During the covid_19 pandemic, many companies adopt policy which allows employees work from home and the trend is going to sustain even after the pandemic. Many family who live in bay area where the house pricing is hostile and severely unaffortable choose to move to San diego where house pricing is much more affordable, at the same time still stays in the State. Meanwhile, many real estate investors are actively purchasing rental properties due to the increasing inflation risk.As a result, San Diego house price increases 25% in a year and become one of hottest nationwide real estate market(source). However, what area and what type of residential properties will have good value growth and rental potential become the first question to investors and buyers.This business project will help investors/buyers make investment decisions based on data analysis evidence.
There are near 20 cities and more than 80 zip code area in the San Diego County, not to mention hundreds of neighborhoods and different kinds of property types. Individual investors or start up real estate investment companies usually need to spend a long time to get familiar the market, do investigation and research before making investment decisions. Our model will identify 5 types of properties (based on combination of zip code, property type, and square footage) which have highest rent_to_value ratio and with best liquidity (lowest days on market)
San Diego purchasing and rental transaction records can be found in the Multiple Listing System(MLS).The data used in the model includes 30,000+ purchase transaction records in 2012 and 2021 separately and around 2000 residential rental records in 2021. Each record contains features like property geographic info, size, property type, bedroom numbers and etc. With above mentioned data, the following analysis is possible:
- Linear regression model to predict house value, so that investors can find properties with better rent_to_value ratio.
- Time series model to forecast future house value, so that investors to find properties with good value growth potentials.
- Clustering Algorithms to help find good substitutes when desired property type is not available on the market.

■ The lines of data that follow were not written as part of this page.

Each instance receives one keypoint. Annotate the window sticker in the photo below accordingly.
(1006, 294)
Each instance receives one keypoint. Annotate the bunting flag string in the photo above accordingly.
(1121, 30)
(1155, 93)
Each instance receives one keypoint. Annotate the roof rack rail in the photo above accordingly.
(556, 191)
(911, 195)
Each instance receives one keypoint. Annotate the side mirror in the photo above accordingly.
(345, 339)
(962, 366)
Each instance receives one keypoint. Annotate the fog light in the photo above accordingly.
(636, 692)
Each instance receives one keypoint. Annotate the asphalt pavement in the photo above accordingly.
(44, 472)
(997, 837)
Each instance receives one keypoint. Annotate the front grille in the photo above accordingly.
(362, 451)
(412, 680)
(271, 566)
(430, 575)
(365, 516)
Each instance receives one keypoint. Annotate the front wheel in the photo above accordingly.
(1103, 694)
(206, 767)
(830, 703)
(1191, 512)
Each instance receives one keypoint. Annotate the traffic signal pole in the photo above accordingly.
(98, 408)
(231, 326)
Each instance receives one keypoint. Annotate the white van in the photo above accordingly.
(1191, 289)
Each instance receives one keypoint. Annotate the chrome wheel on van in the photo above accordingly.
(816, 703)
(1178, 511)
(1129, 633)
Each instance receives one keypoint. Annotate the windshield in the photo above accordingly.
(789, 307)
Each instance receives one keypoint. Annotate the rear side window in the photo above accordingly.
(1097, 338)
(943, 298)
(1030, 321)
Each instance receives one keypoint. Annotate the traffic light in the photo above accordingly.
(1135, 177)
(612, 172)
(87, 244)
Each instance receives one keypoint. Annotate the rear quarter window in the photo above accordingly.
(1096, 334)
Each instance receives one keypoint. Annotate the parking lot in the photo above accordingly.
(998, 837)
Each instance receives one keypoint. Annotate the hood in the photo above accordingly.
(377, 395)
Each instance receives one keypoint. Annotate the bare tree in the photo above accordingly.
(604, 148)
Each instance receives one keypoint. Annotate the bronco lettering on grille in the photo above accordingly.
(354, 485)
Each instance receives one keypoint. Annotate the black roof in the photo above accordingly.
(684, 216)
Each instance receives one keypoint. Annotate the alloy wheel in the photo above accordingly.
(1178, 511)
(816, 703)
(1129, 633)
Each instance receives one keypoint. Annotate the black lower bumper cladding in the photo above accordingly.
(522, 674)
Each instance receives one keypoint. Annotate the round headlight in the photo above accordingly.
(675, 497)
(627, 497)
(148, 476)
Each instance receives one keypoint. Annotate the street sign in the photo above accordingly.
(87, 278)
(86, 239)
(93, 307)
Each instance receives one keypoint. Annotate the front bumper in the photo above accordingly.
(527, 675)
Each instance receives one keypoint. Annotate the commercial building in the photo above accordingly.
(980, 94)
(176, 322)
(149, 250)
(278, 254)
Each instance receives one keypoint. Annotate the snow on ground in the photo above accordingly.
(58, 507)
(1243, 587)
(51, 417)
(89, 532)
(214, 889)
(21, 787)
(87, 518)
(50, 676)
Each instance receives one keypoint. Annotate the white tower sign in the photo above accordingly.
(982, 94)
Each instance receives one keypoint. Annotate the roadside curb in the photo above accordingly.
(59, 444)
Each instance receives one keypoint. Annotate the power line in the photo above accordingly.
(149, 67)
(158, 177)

The plot shows that if research is done on zip code levels, darker yellow zip code area are those with short average days on market, which means the properties in those area are more populated and desired by renters, for example zip code 92020, 92067,92011 and etc. Vice versa.
From above plot, we can see that townhome with size between 1000-1499 in zip code 92128 have the shortest days on the market of 6 days. Meanwhile, attached condo with size between square size between 500 and 999 in zip code is a good candidate for investors who seek for cash flows.
Through EDA and future regression model, investors can recognize the properties (combination with zip code, property type, square footage, and etc) with good investment potentials, so that they can make a quick investment decision based on solid scientific research result.
- The rental records are not complete in the MLS system, more and compete rental records should be able to purchased from data company or large real estate platforms, like Zillow or Redfin.
- The accuracies of rent_to_value and value growth rate depend on the accuracies of regression and machining learning models.